Research has found that there is a distinct category of material goods known as experiential goods that enable you to have experiences and can make you just as happy as life experiences. Think of a video game. Video games are often purchased with the intention of being consumed with others as well as offering challenges. Sports equipment is another category of experiential goods. It enables to you have a social experience and be challenged to acquire skills.
Experiential goods that allow you to have social experiences and/or share the experience with others make people happier just like real world social experiences themselves. Such social experiential products provide the same amount of well-being as do social life experiences because they both meet the need for relatedness. The inclusion of others, socialization, is how people derive happiness and value from any type of discretionary spending. Any type of social discretionary spending is favored over solitary discretionary spending. Spending money on socially shared experiences is valued more than spending money on either experiences enacted alone or material possessions. Solitary experiences are no more valued than material possessions.
So getting back to EESS (entertainment electronic equipment, services and subscriptions); when we examine their nature, most fall within the realm of socialization and relatedness. So they are just as valued as the social experience of attending most entertainment venues.

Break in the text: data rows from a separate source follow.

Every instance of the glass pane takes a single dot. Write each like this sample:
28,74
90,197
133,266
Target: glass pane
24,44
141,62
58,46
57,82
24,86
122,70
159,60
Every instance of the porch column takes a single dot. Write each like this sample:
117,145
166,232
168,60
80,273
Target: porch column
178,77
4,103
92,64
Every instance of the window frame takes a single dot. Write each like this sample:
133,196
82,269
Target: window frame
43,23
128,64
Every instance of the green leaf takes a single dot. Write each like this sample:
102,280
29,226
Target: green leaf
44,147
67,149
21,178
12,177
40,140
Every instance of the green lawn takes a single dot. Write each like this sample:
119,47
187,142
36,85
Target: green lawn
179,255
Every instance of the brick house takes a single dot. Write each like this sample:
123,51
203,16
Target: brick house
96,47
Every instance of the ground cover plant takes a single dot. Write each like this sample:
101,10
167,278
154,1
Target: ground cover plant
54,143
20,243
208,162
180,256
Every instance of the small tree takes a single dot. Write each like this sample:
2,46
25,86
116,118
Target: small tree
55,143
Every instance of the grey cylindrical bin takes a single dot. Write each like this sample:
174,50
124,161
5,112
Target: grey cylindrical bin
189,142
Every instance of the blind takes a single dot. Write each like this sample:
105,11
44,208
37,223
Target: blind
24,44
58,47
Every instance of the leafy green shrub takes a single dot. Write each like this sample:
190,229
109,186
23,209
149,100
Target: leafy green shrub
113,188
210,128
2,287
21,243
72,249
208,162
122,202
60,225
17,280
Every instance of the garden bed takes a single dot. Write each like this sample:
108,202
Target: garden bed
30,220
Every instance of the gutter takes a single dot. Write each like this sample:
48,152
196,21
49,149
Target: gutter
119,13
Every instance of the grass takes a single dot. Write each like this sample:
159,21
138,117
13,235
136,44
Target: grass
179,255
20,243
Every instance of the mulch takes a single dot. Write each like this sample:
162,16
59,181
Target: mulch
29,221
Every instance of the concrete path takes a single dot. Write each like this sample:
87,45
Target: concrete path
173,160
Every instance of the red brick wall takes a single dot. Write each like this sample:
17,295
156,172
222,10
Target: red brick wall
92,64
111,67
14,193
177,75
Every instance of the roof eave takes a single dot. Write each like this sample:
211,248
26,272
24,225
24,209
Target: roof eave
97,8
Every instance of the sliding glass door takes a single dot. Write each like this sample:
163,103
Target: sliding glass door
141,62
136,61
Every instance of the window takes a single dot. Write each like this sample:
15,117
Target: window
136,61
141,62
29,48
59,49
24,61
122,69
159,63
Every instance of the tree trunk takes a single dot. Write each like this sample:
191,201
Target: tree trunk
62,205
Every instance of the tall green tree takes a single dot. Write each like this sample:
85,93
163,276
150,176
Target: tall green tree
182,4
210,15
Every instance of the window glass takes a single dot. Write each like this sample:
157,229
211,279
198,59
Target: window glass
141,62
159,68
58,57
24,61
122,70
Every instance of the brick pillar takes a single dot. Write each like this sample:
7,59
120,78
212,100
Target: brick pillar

However, experiential EESS are gaining a spending market share over entertainment venues. One reason could very well be they offer a greater value per dollar. Think of a television. Once you purchase it and subscribe to cable, you can use it for thousands of hours a year. The average adult watches television 1,962 hours per year. If you use it over three years and an average of two people watch it at once, the cost of the TV plus the cable subscription could be less than $0.40 per hour of use per person. That is a lot less expensive than attending either an entertainment venue or sporting events that can easily cost between $5 and $20 per hour per person. And it sure is a lot more convenient as you don't have to leave your home.
Another technology that is gaining spending share is cellular phone services. Inflation-adjusted spending for cellular services has almost doubled over ten years and in 2013 was 1.8% of all household expenditures, six times the average household spending on entertainment venues. Cellular phones offer both entertainment as well as socialization by voice conversation and texting and on social media. More and more people are defining themselves and constructing their identities as well as gaining social klout by the experiences they have and share, most of the sharing taking place on smartphones. The social aspect of using smartphones is what gives them such great value.
So, we believe the bottom line of why discretionary spending on digital technology equipment, services and subscriptions is going up and spending for fees and admissions to entertainment venues is on the decline is that the digital equipment falls into the category of experiential goods with the services and subscriptions becoming a part of the experiential good experience and the enjoyment of the equipment experience is valued as much as the real life experience of attending an entertainment value, but is far less costly and far more convenient.
To win the war for a greater share of discretionary entertainment spending as well as leisure time, entertainment venues need to enhance their value. This includes both on the social scale as well as adding experiences that can't be enjoyed in the digital world, mainly food and beverage experiences. They also have to raise the overall quality of the experiences they offer to a premium, High Fidelity level.